The tunnel under Koninginneplein (or should I say Queen’s Square?) in Venlo was completed in 2011. It ensured a smoother and prettier transition between the railway station and the city center. Through traffic went underground; from now on pedestrians could easily and safely walk into the city.

Glass panels

My Royal HaskoningDHV colleague Mari Baauw was the architect of the project. I had the honor to design the glass panels in the railing between the underpass and the ground level.

Six years later

It was not the only reason, but Koninginneplein was my main goal when I traveled to Venlo again last week. What would the project look like after six years?

I was not disappointed. The glass panels look as if they were placed yesterday: there is no dirt or scratch to be seen.

White van passing the glas panels with prints of the ramparts in the balustrade of the tunnel under Koninginneplein in Venlo, The Netherlands

Fortifications

This was once the location of the fortifications of Venlo. That impressive fortress was the inspiration for the design. The prints on the panels on the city side show the old town with its ramparts, gates, towers and moats.

The prints on the other side show the armies that over the centuries have tried to conquer Venlo: swords and horses, flags and banners, helmets and hats.
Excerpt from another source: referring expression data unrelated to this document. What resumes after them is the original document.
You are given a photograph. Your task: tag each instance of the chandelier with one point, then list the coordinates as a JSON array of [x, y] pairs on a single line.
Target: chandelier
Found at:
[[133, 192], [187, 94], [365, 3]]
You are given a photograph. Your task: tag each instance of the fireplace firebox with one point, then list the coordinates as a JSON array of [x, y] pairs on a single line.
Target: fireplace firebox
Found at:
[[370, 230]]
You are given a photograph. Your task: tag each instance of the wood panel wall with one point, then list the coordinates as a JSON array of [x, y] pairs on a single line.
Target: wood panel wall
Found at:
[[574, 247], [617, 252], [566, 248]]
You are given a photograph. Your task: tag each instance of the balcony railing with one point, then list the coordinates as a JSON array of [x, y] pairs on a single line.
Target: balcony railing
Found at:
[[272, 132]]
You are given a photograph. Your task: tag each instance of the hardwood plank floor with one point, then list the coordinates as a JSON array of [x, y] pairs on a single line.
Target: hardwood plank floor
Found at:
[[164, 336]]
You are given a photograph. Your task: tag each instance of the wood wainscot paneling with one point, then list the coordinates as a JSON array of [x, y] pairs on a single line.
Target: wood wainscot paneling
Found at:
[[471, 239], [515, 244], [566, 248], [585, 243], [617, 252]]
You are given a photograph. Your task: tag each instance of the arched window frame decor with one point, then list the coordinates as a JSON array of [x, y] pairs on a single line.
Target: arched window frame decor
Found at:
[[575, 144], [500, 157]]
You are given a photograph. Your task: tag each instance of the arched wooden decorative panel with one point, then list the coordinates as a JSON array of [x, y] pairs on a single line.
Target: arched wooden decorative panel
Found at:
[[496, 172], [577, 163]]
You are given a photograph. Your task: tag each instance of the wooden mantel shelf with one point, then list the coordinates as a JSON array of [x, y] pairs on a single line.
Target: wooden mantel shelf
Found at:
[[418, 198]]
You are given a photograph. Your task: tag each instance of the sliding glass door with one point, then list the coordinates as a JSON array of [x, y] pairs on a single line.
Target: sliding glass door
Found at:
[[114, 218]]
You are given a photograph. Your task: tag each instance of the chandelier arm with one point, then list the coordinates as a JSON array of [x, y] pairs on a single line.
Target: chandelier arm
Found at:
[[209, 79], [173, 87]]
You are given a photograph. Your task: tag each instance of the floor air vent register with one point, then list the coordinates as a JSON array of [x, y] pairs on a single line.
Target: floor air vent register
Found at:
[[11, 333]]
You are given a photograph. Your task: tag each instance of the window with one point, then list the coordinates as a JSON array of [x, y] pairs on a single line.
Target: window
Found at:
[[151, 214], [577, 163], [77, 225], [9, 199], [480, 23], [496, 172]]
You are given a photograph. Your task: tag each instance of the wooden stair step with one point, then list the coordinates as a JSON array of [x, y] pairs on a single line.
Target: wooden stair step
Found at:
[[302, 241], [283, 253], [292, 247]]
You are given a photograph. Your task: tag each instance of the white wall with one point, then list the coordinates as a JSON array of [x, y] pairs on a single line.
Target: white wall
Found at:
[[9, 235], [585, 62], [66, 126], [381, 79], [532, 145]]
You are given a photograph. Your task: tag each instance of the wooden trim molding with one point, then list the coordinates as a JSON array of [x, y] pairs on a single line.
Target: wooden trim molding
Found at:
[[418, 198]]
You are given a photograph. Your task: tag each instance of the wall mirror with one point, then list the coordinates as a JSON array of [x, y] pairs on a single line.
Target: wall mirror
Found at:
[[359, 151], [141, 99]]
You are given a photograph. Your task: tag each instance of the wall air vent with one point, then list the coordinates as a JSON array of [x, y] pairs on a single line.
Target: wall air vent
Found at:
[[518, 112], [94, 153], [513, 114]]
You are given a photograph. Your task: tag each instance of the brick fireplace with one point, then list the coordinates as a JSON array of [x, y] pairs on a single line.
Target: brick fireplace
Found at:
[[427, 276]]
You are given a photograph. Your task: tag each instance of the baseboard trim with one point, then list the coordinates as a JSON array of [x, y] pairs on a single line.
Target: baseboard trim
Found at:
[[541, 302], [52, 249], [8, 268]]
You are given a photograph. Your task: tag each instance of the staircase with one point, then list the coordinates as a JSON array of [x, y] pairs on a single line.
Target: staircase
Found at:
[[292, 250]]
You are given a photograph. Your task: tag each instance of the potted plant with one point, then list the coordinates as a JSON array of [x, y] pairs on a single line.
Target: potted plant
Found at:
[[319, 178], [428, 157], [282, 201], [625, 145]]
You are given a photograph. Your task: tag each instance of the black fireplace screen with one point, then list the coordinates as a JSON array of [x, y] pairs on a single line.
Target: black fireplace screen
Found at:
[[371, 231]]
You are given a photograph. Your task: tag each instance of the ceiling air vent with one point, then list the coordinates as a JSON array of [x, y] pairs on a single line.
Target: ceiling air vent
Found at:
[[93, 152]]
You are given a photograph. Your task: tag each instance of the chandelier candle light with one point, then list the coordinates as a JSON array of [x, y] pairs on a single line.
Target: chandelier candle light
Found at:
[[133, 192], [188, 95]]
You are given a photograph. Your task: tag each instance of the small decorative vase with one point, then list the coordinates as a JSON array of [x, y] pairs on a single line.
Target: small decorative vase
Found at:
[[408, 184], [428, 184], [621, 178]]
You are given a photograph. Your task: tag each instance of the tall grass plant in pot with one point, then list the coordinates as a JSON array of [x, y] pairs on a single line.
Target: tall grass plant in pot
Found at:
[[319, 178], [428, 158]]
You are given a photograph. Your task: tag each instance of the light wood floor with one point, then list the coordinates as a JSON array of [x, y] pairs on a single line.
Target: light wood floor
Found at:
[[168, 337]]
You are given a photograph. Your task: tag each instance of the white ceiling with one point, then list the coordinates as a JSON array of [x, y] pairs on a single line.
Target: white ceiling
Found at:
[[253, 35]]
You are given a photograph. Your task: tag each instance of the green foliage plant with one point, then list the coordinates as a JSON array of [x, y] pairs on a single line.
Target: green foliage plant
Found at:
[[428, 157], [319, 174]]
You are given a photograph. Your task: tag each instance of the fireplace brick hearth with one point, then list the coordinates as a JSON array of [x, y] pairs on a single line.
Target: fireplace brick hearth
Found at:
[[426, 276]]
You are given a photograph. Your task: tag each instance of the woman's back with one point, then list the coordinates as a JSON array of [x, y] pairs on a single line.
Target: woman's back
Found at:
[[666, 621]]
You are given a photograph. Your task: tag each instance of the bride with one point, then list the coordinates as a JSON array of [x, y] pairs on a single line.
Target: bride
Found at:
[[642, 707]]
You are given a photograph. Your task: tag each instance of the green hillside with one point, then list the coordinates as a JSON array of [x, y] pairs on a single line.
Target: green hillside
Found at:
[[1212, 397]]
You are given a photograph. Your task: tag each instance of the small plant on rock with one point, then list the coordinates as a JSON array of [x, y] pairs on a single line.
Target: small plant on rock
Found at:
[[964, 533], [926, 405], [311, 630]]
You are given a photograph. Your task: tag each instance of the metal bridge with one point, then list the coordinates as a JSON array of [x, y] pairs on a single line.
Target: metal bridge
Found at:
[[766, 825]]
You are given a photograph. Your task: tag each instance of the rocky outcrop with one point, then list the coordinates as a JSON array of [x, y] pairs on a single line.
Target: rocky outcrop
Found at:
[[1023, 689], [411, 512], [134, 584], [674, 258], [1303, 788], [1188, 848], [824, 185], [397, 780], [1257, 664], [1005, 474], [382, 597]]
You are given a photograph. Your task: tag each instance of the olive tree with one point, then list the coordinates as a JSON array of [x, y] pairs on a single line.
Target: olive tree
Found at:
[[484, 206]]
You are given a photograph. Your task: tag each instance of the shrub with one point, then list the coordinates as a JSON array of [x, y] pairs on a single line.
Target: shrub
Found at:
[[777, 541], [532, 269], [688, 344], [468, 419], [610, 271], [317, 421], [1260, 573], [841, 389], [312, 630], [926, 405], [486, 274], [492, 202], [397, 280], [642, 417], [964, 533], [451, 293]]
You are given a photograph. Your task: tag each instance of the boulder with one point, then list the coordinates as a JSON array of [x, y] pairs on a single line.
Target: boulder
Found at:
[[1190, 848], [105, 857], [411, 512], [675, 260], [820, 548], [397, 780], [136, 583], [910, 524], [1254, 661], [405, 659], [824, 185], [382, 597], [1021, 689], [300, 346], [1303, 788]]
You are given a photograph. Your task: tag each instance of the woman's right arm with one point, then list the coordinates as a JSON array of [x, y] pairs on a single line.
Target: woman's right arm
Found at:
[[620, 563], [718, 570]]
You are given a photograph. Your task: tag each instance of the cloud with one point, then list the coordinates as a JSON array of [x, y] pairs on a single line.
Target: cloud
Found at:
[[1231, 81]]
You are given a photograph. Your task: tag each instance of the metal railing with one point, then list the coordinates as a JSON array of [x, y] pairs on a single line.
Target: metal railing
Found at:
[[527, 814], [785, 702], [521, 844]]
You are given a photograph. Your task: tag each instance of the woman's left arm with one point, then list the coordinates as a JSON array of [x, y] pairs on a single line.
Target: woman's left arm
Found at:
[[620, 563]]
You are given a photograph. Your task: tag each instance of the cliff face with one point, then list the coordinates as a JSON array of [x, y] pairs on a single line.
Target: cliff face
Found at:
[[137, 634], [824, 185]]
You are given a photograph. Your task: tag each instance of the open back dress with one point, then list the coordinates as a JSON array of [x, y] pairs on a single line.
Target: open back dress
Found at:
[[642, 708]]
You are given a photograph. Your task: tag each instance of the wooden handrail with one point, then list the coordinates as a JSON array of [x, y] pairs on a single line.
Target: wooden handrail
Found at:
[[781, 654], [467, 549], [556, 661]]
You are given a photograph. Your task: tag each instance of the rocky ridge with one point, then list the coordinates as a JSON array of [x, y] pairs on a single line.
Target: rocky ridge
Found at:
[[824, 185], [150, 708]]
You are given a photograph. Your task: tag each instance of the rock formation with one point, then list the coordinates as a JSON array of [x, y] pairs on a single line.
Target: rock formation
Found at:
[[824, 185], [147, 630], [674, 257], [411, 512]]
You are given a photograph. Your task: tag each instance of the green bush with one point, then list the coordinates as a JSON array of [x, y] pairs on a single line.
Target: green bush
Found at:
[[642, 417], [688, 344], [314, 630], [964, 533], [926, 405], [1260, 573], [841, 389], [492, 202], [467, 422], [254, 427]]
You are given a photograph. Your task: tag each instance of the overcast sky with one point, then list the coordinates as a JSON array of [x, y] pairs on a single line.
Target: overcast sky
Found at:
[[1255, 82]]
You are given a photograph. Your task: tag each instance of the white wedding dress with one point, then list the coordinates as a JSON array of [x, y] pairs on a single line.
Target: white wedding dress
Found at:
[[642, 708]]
Detail of the glas panels on Koninginneplein in Venlo, The Netherlands, with a historic army scene from the city's history.

Years

In the concrete part of the parapet, years are engraved; these refer to all the battles that were fought around Venlo.

Concrete parapet on Koninginneplein in Venlo, The Netherlands with the years of battles from the city's history

Jaomerdaal

During the last battle, in 1945, Venlo was badly damaged. As a result the inner city is an interesting collection of architectural styles from all conceivable eras between the Middle Ages and the 2010’s. And that makes it into a cool place to stroll around.

But also around the city there are nice things to do and see. Our walk took us along the banks of the river Maas and across the cemetery to the Jaomerdaal (or should I say Whining Vallay?), a beautiful forest just a few kilometers from the center.

Lighting

After returning to Koninginneplein, at the end of the afternoon, the suspence was rising: does the lighting still work? And yes, at the same time as the street lanterns, the LED lights came on, illuminating the glass panels from above.

Unfortunately, there was a small downside: the lighting on the east side of the Burgemeester van Rijnsingel did not work. Could you please take a look at that, municipality of Venlo?

Detail of a glass panel with a print of the historic fortifications at Koninginneplein in Venlo, The Netherlands

Light trails and reflections

Fortunately, on Koninginnesingel, the lighting was functional on both sides. A nice opportunity to make some atmospheric photos with light trails and reflections on the white enamelled tunnel cladding and on the asphalt that was slightly wet because of the day’s drizzle.

Light trails from cars in the tunnel under Koninginneplein in Venlo at night with slow traffic next to the tunnel.

Autumn

Also the autumn leaves enhanced the atmosphere.

The glas panels of the tunnel under Koninginneplein in Venlo, photographed on a rainy night in autumn

Light effects

At that moment the drizzle began to turn into real rain. At first that produced some beautiful additional light effects, but soon photographing became impossible. Time for a well-deserved local beer: a Venloos Paterke Tripel in nearby pub de Klep.

Photo of the glas panels on Koninginneplein in Venlo, The Netherlands, made on a rainy day during the blue hour.